INTRODUCTION
New York City entered the first two phases of reopening in June 2020 after a 2-month stay-at-home order to stop the spread of COVID-19. Around the same time, the city saw what many residents felt was an unprecedented increase in illegal fireworks. For this mapping lab using Carto, I wanted to explore both the when and where of fireworks incidents in Brooklyn by looking at complaints to NYC311.
REFERENCE VISUALIZATIONS
For reference, I looked at a few maps: one from Gothamist based on 311 data on the increase in fireworks complaints and another from the New York Times on the distribution of coronavirus cases in NYC by zip code. The Gothamist post is one of many that got me interested in this topic and they often use 311 data to create visualizations. I liked that their map was animated and it inspired me to create an animated map as well. What I like about the NYT map is the clear visual distinction between zip codes and rates of infection. I also like that you can get contextual info by hovering over areas of the map. My one personal critique was that initially, they were lumping my neighborhood of Greenpoint in with Williamsburg, even though they have different zip codes, so I was unable to see the infection rate in my neighborhood. They have since corrected this.
MATERIALS
To create maps for this lab I used Carto, an open-source web-based spatial analysis software. The datasets I used to generate the maps were from NYC Open Data and the NYC Department of Planning.
PROCESS
I previously worked with 311 data for the Tableau lab, so I started by getting an updated dataset from NYC Open Data, which I filtered by date and borough before exporting as a CSV. Once I looked at the data, I realized that I also needed to filter it by complaint type “illegal fireworks,” which I was able to do easily using OpenRefine. I uploaded this dataset to Carto to get a sense of what it would look like. 311 data comes with latitude and longitude coordinates for the complaint locations, so it maps easily. I did also want to add neighborhood borders as a cross-reference to this, so I downloaded a shapefile of Neighborhood Tabulation Areas created from 2010 Census Tracts by the NYC Department of City Planning. Once I uploaded this to Carto and added it as a second layer on the existing map, I wanted to color code by values using neighborhood as the value, but it didn’t quite work because Carto limited the number of values to 10, adding the rest to an “other” category, which were all gray. I decided to remove the color and set them as transparent.

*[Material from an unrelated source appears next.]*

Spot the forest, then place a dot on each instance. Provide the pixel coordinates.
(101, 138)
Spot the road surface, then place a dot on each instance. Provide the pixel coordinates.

From there I decided to create 2 maps. The first is a point map that shows 311 fireworks complaints by zip code and by date of complaint (using 2 widgets), so you can see where they are concentrated. This map shows that the highest number of complaints came from the 11226 zip code, which is the neighborhood of Flatbush.
The next map is animated to show the rate of fireworks complaints by week from March 1 – July 18:
REFLECTIONS
I think the first point map is good at providing contextual data and a visual snapshot of the concentration of 311 complaints about fireworks by location. I have a preference for the second animated map because, while it doesn’t provide as much granular information, it’s more visually dynamic and you can really get a sense of the increase in complaints as you watch the increase as the weeks track forward on the map widget. If I were to take this a step further, I would (as I mentioned previously) want to create a separate layer or map that looks at the rate of 311 complaints by neighborhood. I might also filter the 311 dataset down further by date, so it doesn’t start in March, when there is low activity.